Como, por exemplo, o caso de precisar retirar alguma égua do lote por bater em alguma outra. E, principalmente, por qual manejo de alimentação optar. Creep feeding ou lanchonete?
O nascimento..
Mas voltamos a falar do começo, pois sem isso não teremos as próximas fases e nem os próximos desafios. O nascimento, o momento mais esperado, aquela surpresa para avaliar imediatamente o sexo do mais novo integrante do haras. Mas não é só isso, precisamos saber se ele está com os parâmetros que se espera de um potro neonato “normal”.
A égua conseguiu parir sem alterações, ótimo! O umbigo foi rompido e o potro começou a vencer o maior desafio da vida dele: respirar por si só. O potro considerado normal com apenas 5 minutos de nascido já está na posição esternal. Além disso, os primeiros reflexos de sucção indicam que está tudo correndo muito bem.
Agora ele tem até uma hora para conseguir ficar em pé. Apoiando mesmo que parecendo não tão firme, mas permanecendo. Se acaso esse tempo começar a estender mais de uma hora após o nascimento, o potro neonato precisa de ajuda para ficar em pé. Sendo assim, a nossa intervenção será necessária, a qual vai dar uma força e apenas apoiá-lo.
Ficando em pé e com os reflexos de sucção, o potro já deve ir para perto da mãe – que se estiver sem alterações também estará de pé – para mamar. Ele tem que percorrer esse caminho em 2 horas após seu nascimento. Ou seja, temos mais uma hora para garantir que tudo esteja progredindo bem.
Assim, ele vai tentando localizar com o reflexo instalado já.
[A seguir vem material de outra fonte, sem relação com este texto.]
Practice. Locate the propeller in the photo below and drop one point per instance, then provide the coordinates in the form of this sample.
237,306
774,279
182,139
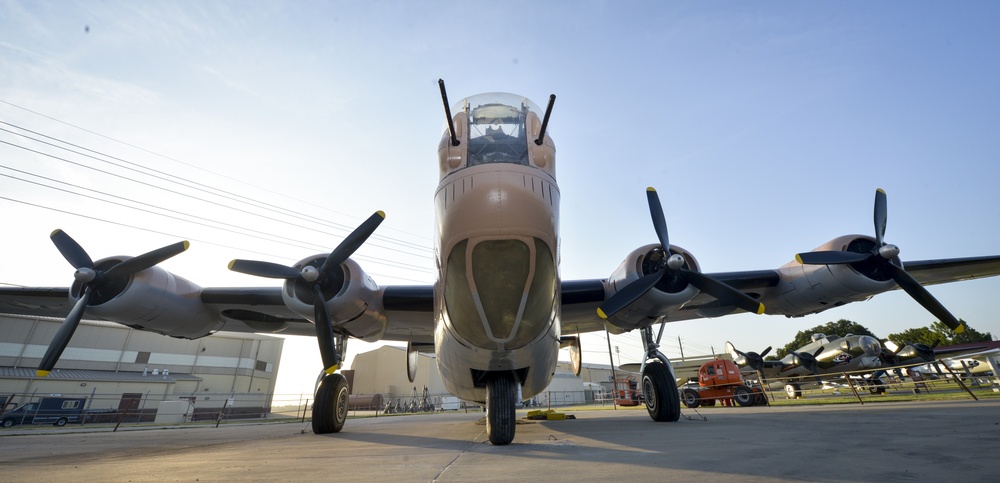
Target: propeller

A princípio, ele tenta por algumas vezes em partes diferentes do corpo, mas faz parte da descoberta. Conseguem ir percebendo a importância do parto assistido?
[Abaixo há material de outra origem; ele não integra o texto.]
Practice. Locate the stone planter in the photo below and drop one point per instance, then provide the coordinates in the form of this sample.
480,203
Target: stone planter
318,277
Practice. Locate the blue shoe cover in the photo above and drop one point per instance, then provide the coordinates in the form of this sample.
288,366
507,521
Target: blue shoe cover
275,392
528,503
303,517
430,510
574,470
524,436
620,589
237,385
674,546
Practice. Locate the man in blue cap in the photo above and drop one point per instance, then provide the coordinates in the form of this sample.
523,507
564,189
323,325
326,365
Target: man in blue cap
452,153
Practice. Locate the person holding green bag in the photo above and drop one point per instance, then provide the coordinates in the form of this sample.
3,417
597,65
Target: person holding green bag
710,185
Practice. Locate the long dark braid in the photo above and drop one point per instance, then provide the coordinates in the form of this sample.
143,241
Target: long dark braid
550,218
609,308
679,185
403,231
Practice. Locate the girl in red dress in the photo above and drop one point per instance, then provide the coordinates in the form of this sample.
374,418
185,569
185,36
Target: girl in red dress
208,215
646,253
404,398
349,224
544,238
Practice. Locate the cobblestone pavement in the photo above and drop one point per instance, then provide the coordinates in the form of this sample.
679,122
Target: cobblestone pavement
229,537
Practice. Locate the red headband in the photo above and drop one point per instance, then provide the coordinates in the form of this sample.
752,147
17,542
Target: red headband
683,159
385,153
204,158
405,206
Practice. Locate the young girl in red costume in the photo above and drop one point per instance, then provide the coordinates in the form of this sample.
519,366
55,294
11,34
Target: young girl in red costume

Esses são parâmetros fundamentais, pois além de nascer sem imunidade, o potro nasce com uma determinada reserva de glicogênio presente no fígado. Esta que é responsável pela energia desse animal até ele conseguir se reabastecer através do colostro, aí que faz sentido todo potro que não mama, só vai piorando seu quadro. Pela queda do glicogênio (e outros fatores que ele pode ainda estrar apresentando).
Parto assistido
Mas vamos falar do potro neonato normal, pois assim, se a cada vez treinarmos mais e mais a nossa capacidade de observação e saber identificar o que está normal, ficará mais fácil ao avistarmos um sinal de alerta. O potro que ficou em decúbito esternal com 5 minutos e ficou em pé até uma hora depois e após já procurou e encontrou o teto em duas horas após o seu nascimento está mamando é um sinal de que está tudo correndo muito bem.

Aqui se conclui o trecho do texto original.